Let us distribute people on grounds of their value, starting from the top.

 Love of a few, hate of many and indifference of the majority. Their destiny is, having done their duty, to die young due to the high and mighties. A cross, a guillotine, gallows, a bullet, all sorts of torture – that is their fate. They leave neither wives, nor offspring (Giordano Bruno).

 Hundreds and thousands of years pass, and fame of the tortured grows, their influence continues after their death. It yields majestic beneficent results. Humankind raise them to the rank of gods.

 Some of the despised, persecuted, arrested, sentenced to penal servitude, but nevertheless dying a natural death. Their dignity grows from the day of their death and reaches a high value many centuries after (Hamilton, Kepler).

 And here are genii of a bit lower rank. They are not killed, not tortured to death, but forgotten. Their works are rejected, or decay in cellars. Hundreds of years after their death they are accidentally unveiled. Dignity of a forgotten genius is restored. It also increases with centuries. Leave no offspring (Mendel).

 And here is the fourth level of extraordinary people. These obtain some fame at the end of life. Youth spent in pain, frustration, poverty, in prisons. But they die a natural death, although deprivation, exhaustion, humiliation and hunger significantly shorten their lives. Leave no offspring. Examples: Kepler, Copernicus, Galileo, Mendeleev, Lamarck. Their fame is much greater after death. It grows from century to century.

 We also have people who reach success in middle age. They endure a lot as well, but glory and correct assessment come earlier. They are comforted and rewarded with it, although in old age. Often they reach wealth and power by the end of life. Their lineage continues rarely.

 At the sixth level of outstanding people we see the following: quick success in youth, honor and wealth. Their works are highly valued after death as well, but do not live for hundreds of years.
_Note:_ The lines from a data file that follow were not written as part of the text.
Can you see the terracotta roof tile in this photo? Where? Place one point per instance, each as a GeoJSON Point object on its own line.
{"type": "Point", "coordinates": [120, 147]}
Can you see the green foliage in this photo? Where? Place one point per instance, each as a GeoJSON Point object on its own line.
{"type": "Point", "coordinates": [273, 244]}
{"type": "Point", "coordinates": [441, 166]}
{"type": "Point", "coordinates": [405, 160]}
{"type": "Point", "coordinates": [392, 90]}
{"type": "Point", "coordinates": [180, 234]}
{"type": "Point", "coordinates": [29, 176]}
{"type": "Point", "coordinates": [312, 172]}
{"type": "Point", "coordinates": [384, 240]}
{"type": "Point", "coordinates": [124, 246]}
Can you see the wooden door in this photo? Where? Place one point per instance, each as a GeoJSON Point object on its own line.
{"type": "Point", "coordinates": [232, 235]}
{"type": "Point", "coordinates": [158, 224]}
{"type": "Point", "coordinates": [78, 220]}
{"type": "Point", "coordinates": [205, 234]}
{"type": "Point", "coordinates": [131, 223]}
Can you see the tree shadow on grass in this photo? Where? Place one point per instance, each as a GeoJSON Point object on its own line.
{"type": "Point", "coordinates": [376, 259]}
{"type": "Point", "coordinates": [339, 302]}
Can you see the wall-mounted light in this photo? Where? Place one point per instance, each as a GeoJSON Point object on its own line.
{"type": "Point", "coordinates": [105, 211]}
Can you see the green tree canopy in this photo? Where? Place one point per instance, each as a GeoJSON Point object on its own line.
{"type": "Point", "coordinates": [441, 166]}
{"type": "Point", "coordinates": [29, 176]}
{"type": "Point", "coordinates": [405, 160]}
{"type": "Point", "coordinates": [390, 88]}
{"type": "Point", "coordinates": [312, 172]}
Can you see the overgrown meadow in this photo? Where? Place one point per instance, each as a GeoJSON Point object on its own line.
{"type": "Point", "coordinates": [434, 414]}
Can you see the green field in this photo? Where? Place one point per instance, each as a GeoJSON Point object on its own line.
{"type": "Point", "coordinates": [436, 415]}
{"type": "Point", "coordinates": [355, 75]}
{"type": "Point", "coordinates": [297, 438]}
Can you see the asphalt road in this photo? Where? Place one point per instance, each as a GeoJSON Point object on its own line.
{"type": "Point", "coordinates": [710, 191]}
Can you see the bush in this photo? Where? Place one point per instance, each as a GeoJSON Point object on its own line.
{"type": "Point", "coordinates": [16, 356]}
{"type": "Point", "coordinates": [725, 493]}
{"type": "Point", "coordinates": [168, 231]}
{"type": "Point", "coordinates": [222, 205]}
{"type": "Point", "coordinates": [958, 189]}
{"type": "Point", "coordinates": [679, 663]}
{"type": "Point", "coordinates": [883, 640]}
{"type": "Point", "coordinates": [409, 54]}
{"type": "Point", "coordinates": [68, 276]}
Offspring, if any, is miserable.

 The seventh level: loud practical success, career, conquests, throne. Highly praised only while alive. Estimation is ambivalent. After death, it falls and reaches negative value.

 The eighth level: slight success; deeds are useful, though moderate. Forgotten after death. Leave offspring.

 The ninth level: illusory success. Glory of a writer, inventor, artist, scientist. But, alas, they are still alive when contemporaries are disappointed in them. These unhappy ones outlive their fame. They are soap-bubbles.